In this example, we'll count the occurrences of words in two topics. We will use the CLI interface to run some SQL queries and then use a JOIN query on a service to find the number of occurrences of a word in both topics.
- Checkout the dataflow.yaml.
- Make sure to Install SDF and start a Fluvio cluster.
With the dataflow.yaml
file in the current directory, run the following commands:
sdf run
The sample data files used to run this test are in ./sample-data
.
Produce the data to the source-a
topic:
fluvio produce source-a -f ./sample-data/source-a.txt
Checkout the data in source-a
topic:
fluvio consume source-a -Bd
Produce the data to the source-b
topic:
fluvio produce source-b -f ./sample-data/source-b.txt
Checkout the data in source-b
topic:
fluvio consume source-b -Bd
On the sdf
runtime terminal, first enter the SQL mode:
>> sql
List the tables using show tables
command:
sql >> show tables
shape: (2, 1)
┌──────────────────┐
│ name │
│ --- │
│ str │
╞══════════════════╡
│ count_per_word_a │
│ count_per_word_b │
└──────────────────┘
Query the count_per_word_a
table:
sql >> select * from count_per_word_a order by occurrences desc limit 6
shape: (6, 2)
┌──────┬─────────────┐
│ _key ┆ occurrences │
│ --- ┆ --- │
│ str ┆ i32 │
╞══════╪═════════════╡
│ the ┆ 16 │
│ of ┆ 14 │
│ was ┆ 13 │
│ it ┆ 11 │
│ his ┆ 7 │
│ in ┆ 4 │
└──────┴─────────────┘
Perform a JOIN query using the count_per_word_a
and count_per_word_b
tables:
select a._key, a.occurrences as count_a, b.occurrences as count_b from count_per_word_a a join count_per_word_b b on a._key = b._key order by count_a desc limit 6
shape: (6, 3)
┌──────┬─────────┬─────────┐
│ _key ┆ count_a ┆ count_b │
│ --- ┆ --- ┆ --- │
│ str ┆ i32 ┆ i32 │
╞══════╪═════════╪═════════╡
│ the ┆ 16 ┆ 13 │
│ of ┆ 14 ┆ 8 │
│ it ┆ 11 ┆ 2 │
│ his ┆ 7 ┆ 4 │
│ in ┆ 4 ┆ 2 │
│ to ┆ 3 ┆ 4 │
└──────┴─────────┴─────────┘
Exit the SQL mode:
sql >> .exit
After running the SQL commands, you can see the results of the JOIN query in the look-up-word
service.

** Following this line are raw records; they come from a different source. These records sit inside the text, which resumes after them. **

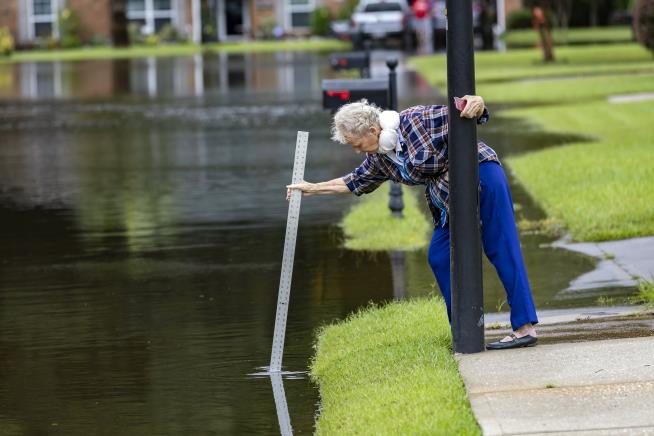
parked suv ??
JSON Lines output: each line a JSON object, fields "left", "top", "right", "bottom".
{"left": 351, "top": 0, "right": 415, "bottom": 50}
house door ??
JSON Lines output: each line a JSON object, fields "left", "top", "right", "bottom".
{"left": 225, "top": 0, "right": 243, "bottom": 35}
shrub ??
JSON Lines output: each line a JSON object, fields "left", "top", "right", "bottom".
{"left": 634, "top": 0, "right": 654, "bottom": 54}
{"left": 507, "top": 8, "right": 534, "bottom": 30}
{"left": 0, "top": 27, "right": 14, "bottom": 56}
{"left": 310, "top": 6, "right": 331, "bottom": 36}
{"left": 257, "top": 15, "right": 277, "bottom": 39}
{"left": 128, "top": 22, "right": 145, "bottom": 44}
{"left": 157, "top": 23, "right": 179, "bottom": 43}
{"left": 145, "top": 34, "right": 159, "bottom": 46}
{"left": 37, "top": 36, "right": 59, "bottom": 50}
{"left": 89, "top": 34, "right": 111, "bottom": 46}
{"left": 58, "top": 8, "right": 82, "bottom": 48}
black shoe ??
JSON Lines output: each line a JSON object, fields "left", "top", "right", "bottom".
{"left": 486, "top": 333, "right": 538, "bottom": 350}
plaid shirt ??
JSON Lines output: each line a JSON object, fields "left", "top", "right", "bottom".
{"left": 342, "top": 105, "right": 499, "bottom": 227}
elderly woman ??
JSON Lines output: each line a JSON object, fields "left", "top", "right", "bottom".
{"left": 288, "top": 97, "right": 539, "bottom": 350}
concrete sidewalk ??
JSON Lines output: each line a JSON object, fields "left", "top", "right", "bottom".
{"left": 457, "top": 336, "right": 654, "bottom": 435}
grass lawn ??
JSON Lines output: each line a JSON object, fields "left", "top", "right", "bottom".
{"left": 409, "top": 44, "right": 654, "bottom": 86}
{"left": 340, "top": 184, "right": 431, "bottom": 251}
{"left": 411, "top": 43, "right": 654, "bottom": 242}
{"left": 478, "top": 72, "right": 654, "bottom": 104}
{"left": 502, "top": 26, "right": 634, "bottom": 48}
{"left": 310, "top": 297, "right": 480, "bottom": 436}
{"left": 505, "top": 100, "right": 654, "bottom": 241}
{"left": 0, "top": 38, "right": 351, "bottom": 64}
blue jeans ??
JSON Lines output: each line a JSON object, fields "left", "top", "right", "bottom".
{"left": 428, "top": 161, "right": 539, "bottom": 330}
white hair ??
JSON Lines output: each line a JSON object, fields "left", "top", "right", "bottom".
{"left": 330, "top": 99, "right": 382, "bottom": 144}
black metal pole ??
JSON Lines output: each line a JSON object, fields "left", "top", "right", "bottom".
{"left": 387, "top": 58, "right": 398, "bottom": 110}
{"left": 386, "top": 57, "right": 404, "bottom": 218}
{"left": 446, "top": 0, "right": 485, "bottom": 353}
{"left": 362, "top": 49, "right": 371, "bottom": 78}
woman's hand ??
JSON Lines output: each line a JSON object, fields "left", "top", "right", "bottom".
{"left": 458, "top": 95, "right": 485, "bottom": 119}
{"left": 286, "top": 178, "right": 350, "bottom": 200}
{"left": 286, "top": 181, "right": 316, "bottom": 200}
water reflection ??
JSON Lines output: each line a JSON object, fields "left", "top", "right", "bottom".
{"left": 0, "top": 52, "right": 328, "bottom": 101}
{"left": 270, "top": 373, "right": 293, "bottom": 436}
{"left": 390, "top": 251, "right": 407, "bottom": 301}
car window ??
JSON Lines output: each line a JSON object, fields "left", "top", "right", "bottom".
{"left": 363, "top": 3, "right": 402, "bottom": 12}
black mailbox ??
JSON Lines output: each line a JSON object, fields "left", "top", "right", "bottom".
{"left": 329, "top": 51, "right": 370, "bottom": 75}
{"left": 322, "top": 79, "right": 389, "bottom": 112}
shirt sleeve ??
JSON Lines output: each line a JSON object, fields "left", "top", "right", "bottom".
{"left": 342, "top": 155, "right": 388, "bottom": 196}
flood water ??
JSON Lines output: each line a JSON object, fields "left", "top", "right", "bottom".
{"left": 0, "top": 51, "right": 636, "bottom": 434}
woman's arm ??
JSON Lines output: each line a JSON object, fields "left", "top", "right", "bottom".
{"left": 287, "top": 155, "right": 388, "bottom": 200}
{"left": 286, "top": 178, "right": 349, "bottom": 199}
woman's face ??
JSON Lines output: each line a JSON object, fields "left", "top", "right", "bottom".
{"left": 344, "top": 125, "right": 381, "bottom": 154}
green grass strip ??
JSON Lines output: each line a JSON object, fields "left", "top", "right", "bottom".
{"left": 506, "top": 100, "right": 654, "bottom": 241}
{"left": 310, "top": 297, "right": 480, "bottom": 436}
{"left": 0, "top": 39, "right": 351, "bottom": 64}
{"left": 340, "top": 184, "right": 431, "bottom": 251}
{"left": 502, "top": 26, "right": 634, "bottom": 48}
{"left": 409, "top": 44, "right": 654, "bottom": 86}
{"left": 478, "top": 72, "right": 654, "bottom": 104}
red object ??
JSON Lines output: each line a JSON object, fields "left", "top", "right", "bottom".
{"left": 454, "top": 97, "right": 467, "bottom": 111}
{"left": 326, "top": 90, "right": 351, "bottom": 101}
{"left": 412, "top": 0, "right": 430, "bottom": 19}
{"left": 338, "top": 59, "right": 348, "bottom": 66}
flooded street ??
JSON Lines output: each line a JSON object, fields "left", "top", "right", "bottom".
{"left": 0, "top": 51, "right": 637, "bottom": 434}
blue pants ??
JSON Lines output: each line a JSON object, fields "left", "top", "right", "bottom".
{"left": 428, "top": 161, "right": 539, "bottom": 330}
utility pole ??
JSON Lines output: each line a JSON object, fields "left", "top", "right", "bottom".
{"left": 446, "top": 0, "right": 485, "bottom": 353}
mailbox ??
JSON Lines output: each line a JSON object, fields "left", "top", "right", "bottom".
{"left": 322, "top": 79, "right": 389, "bottom": 112}
{"left": 329, "top": 51, "right": 370, "bottom": 77}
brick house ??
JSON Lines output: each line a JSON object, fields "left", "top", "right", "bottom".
{"left": 0, "top": 0, "right": 347, "bottom": 46}
{"left": 0, "top": 1, "right": 524, "bottom": 46}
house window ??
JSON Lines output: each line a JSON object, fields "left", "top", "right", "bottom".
{"left": 288, "top": 0, "right": 314, "bottom": 29}
{"left": 127, "top": 0, "right": 176, "bottom": 35}
{"left": 28, "top": 0, "right": 58, "bottom": 39}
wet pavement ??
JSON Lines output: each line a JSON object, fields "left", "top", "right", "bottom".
{"left": 459, "top": 330, "right": 654, "bottom": 435}
{"left": 553, "top": 236, "right": 654, "bottom": 293}
{"left": 0, "top": 50, "right": 644, "bottom": 434}
{"left": 487, "top": 308, "right": 654, "bottom": 344}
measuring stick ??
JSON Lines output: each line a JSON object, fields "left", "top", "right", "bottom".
{"left": 269, "top": 131, "right": 309, "bottom": 373}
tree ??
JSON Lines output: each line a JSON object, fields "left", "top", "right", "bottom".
{"left": 533, "top": 4, "right": 555, "bottom": 61}
{"left": 634, "top": 0, "right": 654, "bottom": 55}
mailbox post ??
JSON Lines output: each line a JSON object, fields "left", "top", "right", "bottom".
{"left": 446, "top": 0, "right": 485, "bottom": 353}
{"left": 386, "top": 58, "right": 404, "bottom": 218}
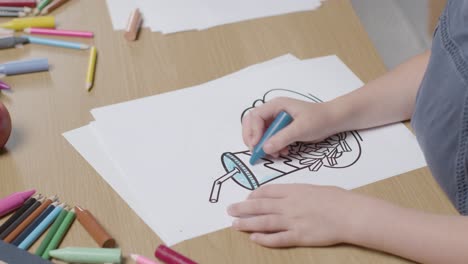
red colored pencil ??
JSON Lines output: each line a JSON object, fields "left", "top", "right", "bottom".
{"left": 0, "top": 0, "right": 37, "bottom": 7}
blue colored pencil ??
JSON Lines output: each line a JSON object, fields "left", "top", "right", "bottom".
{"left": 18, "top": 204, "right": 64, "bottom": 250}
{"left": 23, "top": 35, "right": 89, "bottom": 50}
{"left": 12, "top": 202, "right": 57, "bottom": 246}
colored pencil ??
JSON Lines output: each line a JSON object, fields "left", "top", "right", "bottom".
{"left": 18, "top": 203, "right": 64, "bottom": 250}
{"left": 42, "top": 208, "right": 75, "bottom": 260}
{"left": 33, "top": 0, "right": 51, "bottom": 15}
{"left": 0, "top": 196, "right": 43, "bottom": 239}
{"left": 86, "top": 46, "right": 97, "bottom": 91}
{"left": 0, "top": 28, "right": 14, "bottom": 37}
{"left": 4, "top": 195, "right": 57, "bottom": 243}
{"left": 0, "top": 80, "right": 11, "bottom": 90}
{"left": 24, "top": 35, "right": 89, "bottom": 50}
{"left": 34, "top": 207, "right": 67, "bottom": 256}
{"left": 0, "top": 6, "right": 32, "bottom": 13}
{"left": 0, "top": 189, "right": 36, "bottom": 218}
{"left": 24, "top": 27, "right": 94, "bottom": 38}
{"left": 0, "top": 10, "right": 26, "bottom": 17}
{"left": 132, "top": 254, "right": 160, "bottom": 264}
{"left": 0, "top": 0, "right": 37, "bottom": 7}
{"left": 12, "top": 201, "right": 57, "bottom": 246}
{"left": 0, "top": 195, "right": 38, "bottom": 235}
{"left": 40, "top": 0, "right": 68, "bottom": 15}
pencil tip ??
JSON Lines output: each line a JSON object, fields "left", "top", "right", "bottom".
{"left": 81, "top": 45, "right": 90, "bottom": 50}
{"left": 86, "top": 83, "right": 93, "bottom": 91}
{"left": 130, "top": 254, "right": 138, "bottom": 261}
{"left": 33, "top": 9, "right": 39, "bottom": 15}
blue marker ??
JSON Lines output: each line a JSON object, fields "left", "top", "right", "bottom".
{"left": 0, "top": 58, "right": 49, "bottom": 76}
{"left": 249, "top": 111, "right": 293, "bottom": 165}
{"left": 24, "top": 35, "right": 89, "bottom": 50}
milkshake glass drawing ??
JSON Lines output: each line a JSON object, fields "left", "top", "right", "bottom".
{"left": 209, "top": 131, "right": 362, "bottom": 203}
{"left": 209, "top": 89, "right": 363, "bottom": 203}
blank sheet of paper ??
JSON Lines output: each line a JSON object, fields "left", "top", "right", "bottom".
{"left": 105, "top": 0, "right": 323, "bottom": 34}
{"left": 63, "top": 55, "right": 427, "bottom": 246}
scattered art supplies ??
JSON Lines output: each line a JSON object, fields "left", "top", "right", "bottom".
{"left": 106, "top": 0, "right": 324, "bottom": 34}
{"left": 0, "top": 5, "right": 98, "bottom": 91}
{"left": 63, "top": 54, "right": 427, "bottom": 246}
{"left": 0, "top": 189, "right": 120, "bottom": 263}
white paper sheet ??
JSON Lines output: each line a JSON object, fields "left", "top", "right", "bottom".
{"left": 105, "top": 0, "right": 323, "bottom": 34}
{"left": 64, "top": 55, "right": 301, "bottom": 244}
{"left": 72, "top": 55, "right": 427, "bottom": 246}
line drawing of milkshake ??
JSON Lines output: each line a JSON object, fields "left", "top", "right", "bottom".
{"left": 209, "top": 89, "right": 363, "bottom": 203}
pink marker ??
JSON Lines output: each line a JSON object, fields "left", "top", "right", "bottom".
{"left": 24, "top": 27, "right": 94, "bottom": 39}
{"left": 155, "top": 245, "right": 197, "bottom": 264}
{"left": 0, "top": 80, "right": 10, "bottom": 90}
{"left": 131, "top": 254, "right": 160, "bottom": 264}
{"left": 0, "top": 189, "right": 36, "bottom": 218}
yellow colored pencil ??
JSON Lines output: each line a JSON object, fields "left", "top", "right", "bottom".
{"left": 86, "top": 46, "right": 97, "bottom": 91}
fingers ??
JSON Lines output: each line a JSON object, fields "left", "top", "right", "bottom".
{"left": 227, "top": 199, "right": 280, "bottom": 217}
{"left": 250, "top": 231, "right": 298, "bottom": 248}
{"left": 262, "top": 122, "right": 301, "bottom": 155}
{"left": 232, "top": 215, "right": 287, "bottom": 232}
{"left": 247, "top": 184, "right": 294, "bottom": 200}
{"left": 242, "top": 99, "right": 288, "bottom": 149}
{"left": 242, "top": 113, "right": 258, "bottom": 150}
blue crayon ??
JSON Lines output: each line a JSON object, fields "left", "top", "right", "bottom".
{"left": 0, "top": 58, "right": 49, "bottom": 76}
{"left": 249, "top": 111, "right": 293, "bottom": 165}
{"left": 24, "top": 35, "right": 89, "bottom": 50}
{"left": 18, "top": 205, "right": 63, "bottom": 250}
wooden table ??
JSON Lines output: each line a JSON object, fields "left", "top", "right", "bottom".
{"left": 0, "top": 1, "right": 457, "bottom": 263}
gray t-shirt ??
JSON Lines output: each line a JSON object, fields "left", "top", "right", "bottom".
{"left": 412, "top": 0, "right": 468, "bottom": 215}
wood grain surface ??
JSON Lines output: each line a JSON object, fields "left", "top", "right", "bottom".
{"left": 0, "top": 1, "right": 456, "bottom": 263}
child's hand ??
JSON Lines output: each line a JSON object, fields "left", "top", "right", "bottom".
{"left": 227, "top": 184, "right": 362, "bottom": 248}
{"left": 242, "top": 97, "right": 341, "bottom": 157}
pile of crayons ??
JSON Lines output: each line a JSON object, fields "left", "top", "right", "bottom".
{"left": 0, "top": 189, "right": 122, "bottom": 263}
{"left": 0, "top": 190, "right": 198, "bottom": 264}
{"left": 0, "top": 0, "right": 97, "bottom": 91}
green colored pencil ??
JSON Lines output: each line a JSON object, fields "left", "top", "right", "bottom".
{"left": 42, "top": 208, "right": 75, "bottom": 259}
{"left": 35, "top": 207, "right": 68, "bottom": 256}
{"left": 34, "top": 0, "right": 53, "bottom": 15}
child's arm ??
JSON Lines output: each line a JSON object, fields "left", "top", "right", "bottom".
{"left": 331, "top": 50, "right": 430, "bottom": 132}
{"left": 243, "top": 51, "right": 431, "bottom": 157}
{"left": 348, "top": 194, "right": 468, "bottom": 264}
{"left": 228, "top": 184, "right": 468, "bottom": 264}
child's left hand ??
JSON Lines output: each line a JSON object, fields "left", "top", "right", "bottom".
{"left": 227, "top": 184, "right": 366, "bottom": 248}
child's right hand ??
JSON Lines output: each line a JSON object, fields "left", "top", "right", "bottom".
{"left": 242, "top": 97, "right": 342, "bottom": 157}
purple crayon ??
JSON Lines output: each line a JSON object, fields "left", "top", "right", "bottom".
{"left": 0, "top": 80, "right": 10, "bottom": 90}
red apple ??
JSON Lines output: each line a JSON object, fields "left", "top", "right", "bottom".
{"left": 0, "top": 102, "right": 12, "bottom": 148}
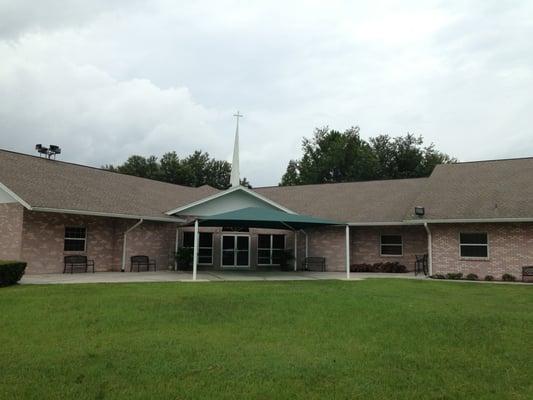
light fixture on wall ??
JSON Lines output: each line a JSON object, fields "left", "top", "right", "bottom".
{"left": 414, "top": 206, "right": 425, "bottom": 217}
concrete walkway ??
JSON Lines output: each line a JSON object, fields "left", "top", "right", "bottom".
{"left": 20, "top": 271, "right": 424, "bottom": 285}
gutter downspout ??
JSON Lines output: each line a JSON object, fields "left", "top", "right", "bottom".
{"left": 424, "top": 222, "right": 432, "bottom": 276}
{"left": 121, "top": 219, "right": 144, "bottom": 272}
{"left": 300, "top": 229, "right": 308, "bottom": 259}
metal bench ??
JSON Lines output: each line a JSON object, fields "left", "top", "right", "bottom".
{"left": 414, "top": 254, "right": 428, "bottom": 276}
{"left": 130, "top": 255, "right": 157, "bottom": 272}
{"left": 522, "top": 266, "right": 533, "bottom": 282}
{"left": 64, "top": 255, "right": 95, "bottom": 273}
{"left": 302, "top": 257, "right": 326, "bottom": 272}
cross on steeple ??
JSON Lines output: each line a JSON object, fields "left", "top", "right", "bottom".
{"left": 230, "top": 111, "right": 243, "bottom": 187}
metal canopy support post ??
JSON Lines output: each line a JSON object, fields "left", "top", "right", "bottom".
{"left": 294, "top": 231, "right": 298, "bottom": 271}
{"left": 193, "top": 219, "right": 199, "bottom": 281}
{"left": 345, "top": 225, "right": 350, "bottom": 279}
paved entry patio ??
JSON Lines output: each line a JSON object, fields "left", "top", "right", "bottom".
{"left": 20, "top": 271, "right": 423, "bottom": 284}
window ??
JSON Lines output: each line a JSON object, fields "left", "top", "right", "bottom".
{"left": 258, "top": 234, "right": 285, "bottom": 265}
{"left": 460, "top": 233, "right": 488, "bottom": 258}
{"left": 64, "top": 227, "right": 86, "bottom": 252}
{"left": 380, "top": 234, "right": 403, "bottom": 256}
{"left": 183, "top": 232, "right": 213, "bottom": 264}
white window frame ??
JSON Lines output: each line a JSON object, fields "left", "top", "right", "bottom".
{"left": 257, "top": 234, "right": 286, "bottom": 266}
{"left": 183, "top": 231, "right": 214, "bottom": 265}
{"left": 459, "top": 232, "right": 489, "bottom": 259}
{"left": 64, "top": 226, "right": 87, "bottom": 252}
{"left": 380, "top": 234, "right": 403, "bottom": 257}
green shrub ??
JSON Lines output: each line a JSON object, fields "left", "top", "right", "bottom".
{"left": 446, "top": 272, "right": 463, "bottom": 280}
{"left": 350, "top": 262, "right": 407, "bottom": 273}
{"left": 430, "top": 274, "right": 446, "bottom": 279}
{"left": 175, "top": 248, "right": 194, "bottom": 271}
{"left": 0, "top": 261, "right": 27, "bottom": 286}
{"left": 501, "top": 273, "right": 516, "bottom": 282}
{"left": 484, "top": 275, "right": 494, "bottom": 281}
{"left": 466, "top": 273, "right": 479, "bottom": 281}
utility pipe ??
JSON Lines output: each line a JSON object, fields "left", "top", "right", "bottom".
{"left": 424, "top": 222, "right": 432, "bottom": 276}
{"left": 121, "top": 219, "right": 144, "bottom": 272}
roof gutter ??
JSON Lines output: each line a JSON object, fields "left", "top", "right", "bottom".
{"left": 30, "top": 207, "right": 184, "bottom": 223}
{"left": 403, "top": 217, "right": 533, "bottom": 224}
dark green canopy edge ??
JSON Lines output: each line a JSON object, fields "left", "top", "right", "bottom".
{"left": 198, "top": 207, "right": 344, "bottom": 230}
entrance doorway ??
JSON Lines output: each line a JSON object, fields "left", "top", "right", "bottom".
{"left": 221, "top": 234, "right": 250, "bottom": 268}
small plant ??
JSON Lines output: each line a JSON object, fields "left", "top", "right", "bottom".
{"left": 484, "top": 275, "right": 494, "bottom": 281}
{"left": 446, "top": 272, "right": 463, "bottom": 280}
{"left": 350, "top": 262, "right": 407, "bottom": 273}
{"left": 175, "top": 248, "right": 194, "bottom": 271}
{"left": 430, "top": 274, "right": 446, "bottom": 279}
{"left": 465, "top": 273, "right": 478, "bottom": 281}
{"left": 0, "top": 261, "right": 27, "bottom": 286}
{"left": 501, "top": 273, "right": 516, "bottom": 282}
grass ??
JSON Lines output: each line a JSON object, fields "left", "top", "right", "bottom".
{"left": 0, "top": 279, "right": 531, "bottom": 399}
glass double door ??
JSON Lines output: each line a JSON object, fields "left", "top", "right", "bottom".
{"left": 222, "top": 235, "right": 250, "bottom": 267}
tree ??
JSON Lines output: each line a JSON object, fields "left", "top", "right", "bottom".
{"left": 370, "top": 134, "right": 456, "bottom": 179}
{"left": 281, "top": 126, "right": 378, "bottom": 185}
{"left": 280, "top": 127, "right": 455, "bottom": 185}
{"left": 104, "top": 150, "right": 251, "bottom": 190}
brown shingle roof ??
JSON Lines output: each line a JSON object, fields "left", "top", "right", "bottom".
{"left": 0, "top": 149, "right": 219, "bottom": 221}
{"left": 254, "top": 178, "right": 428, "bottom": 223}
{"left": 406, "top": 158, "right": 533, "bottom": 221}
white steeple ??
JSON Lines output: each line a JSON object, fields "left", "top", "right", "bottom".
{"left": 230, "top": 111, "right": 243, "bottom": 187}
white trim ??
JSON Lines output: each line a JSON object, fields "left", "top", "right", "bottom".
{"left": 379, "top": 234, "right": 403, "bottom": 256}
{"left": 182, "top": 231, "right": 214, "bottom": 265}
{"left": 349, "top": 221, "right": 419, "bottom": 226}
{"left": 0, "top": 182, "right": 32, "bottom": 209}
{"left": 459, "top": 232, "right": 489, "bottom": 259}
{"left": 424, "top": 223, "right": 432, "bottom": 276}
{"left": 405, "top": 217, "right": 533, "bottom": 224}
{"left": 221, "top": 233, "right": 251, "bottom": 268}
{"left": 165, "top": 186, "right": 297, "bottom": 215}
{"left": 63, "top": 226, "right": 87, "bottom": 252}
{"left": 31, "top": 207, "right": 183, "bottom": 223}
{"left": 193, "top": 220, "right": 199, "bottom": 280}
{"left": 257, "top": 233, "right": 285, "bottom": 266}
{"left": 345, "top": 225, "right": 350, "bottom": 279}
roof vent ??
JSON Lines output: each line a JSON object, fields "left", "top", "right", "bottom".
{"left": 414, "top": 206, "right": 425, "bottom": 217}
{"left": 35, "top": 144, "right": 61, "bottom": 159}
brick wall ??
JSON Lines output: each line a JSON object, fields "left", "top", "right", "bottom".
{"left": 351, "top": 226, "right": 427, "bottom": 271}
{"left": 304, "top": 225, "right": 427, "bottom": 272}
{"left": 430, "top": 223, "right": 533, "bottom": 279}
{"left": 20, "top": 210, "right": 177, "bottom": 274}
{"left": 306, "top": 226, "right": 348, "bottom": 271}
{"left": 0, "top": 203, "right": 24, "bottom": 260}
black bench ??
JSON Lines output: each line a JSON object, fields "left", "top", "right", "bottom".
{"left": 302, "top": 257, "right": 326, "bottom": 272}
{"left": 64, "top": 255, "right": 95, "bottom": 273}
{"left": 130, "top": 255, "right": 157, "bottom": 272}
{"left": 414, "top": 254, "right": 428, "bottom": 276}
{"left": 522, "top": 266, "right": 533, "bottom": 282}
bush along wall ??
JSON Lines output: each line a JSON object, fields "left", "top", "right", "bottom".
{"left": 429, "top": 272, "right": 519, "bottom": 282}
{"left": 0, "top": 261, "right": 27, "bottom": 286}
{"left": 350, "top": 262, "right": 407, "bottom": 273}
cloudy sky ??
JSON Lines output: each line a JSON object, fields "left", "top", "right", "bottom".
{"left": 1, "top": 1, "right": 532, "bottom": 186}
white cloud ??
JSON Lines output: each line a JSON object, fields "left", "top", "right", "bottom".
{"left": 1, "top": 0, "right": 533, "bottom": 185}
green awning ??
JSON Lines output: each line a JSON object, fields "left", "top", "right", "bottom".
{"left": 198, "top": 207, "right": 343, "bottom": 230}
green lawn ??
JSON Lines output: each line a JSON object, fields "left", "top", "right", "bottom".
{"left": 0, "top": 280, "right": 531, "bottom": 399}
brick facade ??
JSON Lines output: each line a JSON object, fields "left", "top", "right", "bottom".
{"left": 430, "top": 223, "right": 533, "bottom": 279}
{"left": 17, "top": 210, "right": 177, "bottom": 274}
{"left": 0, "top": 203, "right": 24, "bottom": 260}
{"left": 303, "top": 225, "right": 427, "bottom": 272}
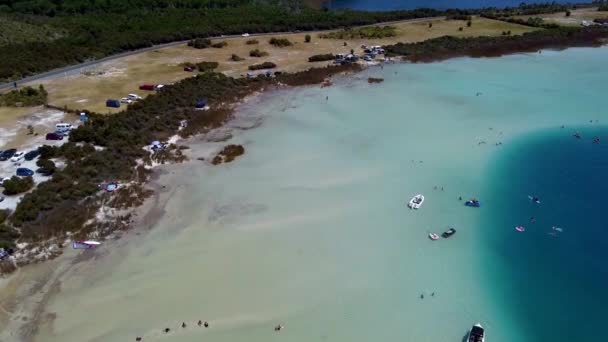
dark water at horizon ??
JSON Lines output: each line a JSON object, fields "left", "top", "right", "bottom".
{"left": 481, "top": 127, "right": 608, "bottom": 341}
{"left": 327, "top": 0, "right": 578, "bottom": 11}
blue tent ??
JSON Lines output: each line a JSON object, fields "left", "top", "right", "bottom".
{"left": 195, "top": 99, "right": 208, "bottom": 109}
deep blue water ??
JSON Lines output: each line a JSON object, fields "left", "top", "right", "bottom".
{"left": 481, "top": 127, "right": 608, "bottom": 341}
{"left": 327, "top": 0, "right": 577, "bottom": 11}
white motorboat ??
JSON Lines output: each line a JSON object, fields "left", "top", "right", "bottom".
{"left": 428, "top": 233, "right": 439, "bottom": 240}
{"left": 467, "top": 323, "right": 485, "bottom": 342}
{"left": 408, "top": 194, "right": 424, "bottom": 209}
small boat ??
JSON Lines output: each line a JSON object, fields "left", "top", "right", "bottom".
{"left": 467, "top": 323, "right": 485, "bottom": 342}
{"left": 442, "top": 228, "right": 456, "bottom": 238}
{"left": 528, "top": 195, "right": 540, "bottom": 204}
{"left": 465, "top": 199, "right": 480, "bottom": 207}
{"left": 515, "top": 226, "right": 525, "bottom": 232}
{"left": 72, "top": 240, "right": 101, "bottom": 249}
{"left": 428, "top": 233, "right": 439, "bottom": 240}
{"left": 408, "top": 194, "right": 424, "bottom": 209}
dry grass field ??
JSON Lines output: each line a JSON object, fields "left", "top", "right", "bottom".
{"left": 514, "top": 7, "right": 607, "bottom": 27}
{"left": 20, "top": 16, "right": 534, "bottom": 114}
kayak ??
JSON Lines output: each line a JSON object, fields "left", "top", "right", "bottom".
{"left": 515, "top": 226, "right": 525, "bottom": 232}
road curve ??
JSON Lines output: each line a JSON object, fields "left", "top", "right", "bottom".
{"left": 0, "top": 16, "right": 440, "bottom": 92}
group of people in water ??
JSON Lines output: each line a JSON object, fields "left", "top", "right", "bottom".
{"left": 134, "top": 320, "right": 285, "bottom": 340}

The count_per_word_a
and count_per_word_b
tables are joined on the _key
column to find the number of occurrences of a word in both topics.
Produce to probe-word
topic to see the result:
fluvio produce probe-word -f ./sample-data/probe-word.txt
Checkout the data in probe-word
topic:
fluvio consume probe-word -Bd
Check the output in the word-count
topic:
$ fluvio consume word-count -Bd
"key: `the` count: 29"
"key: `in` count: 6"
"key: `into` count: 3"
"key: `love` count: 2"
"key: `fluvio` count: 0"
Exit sdf
terminal and clean-up. The --force
flag removes the topics:
sdf clean --force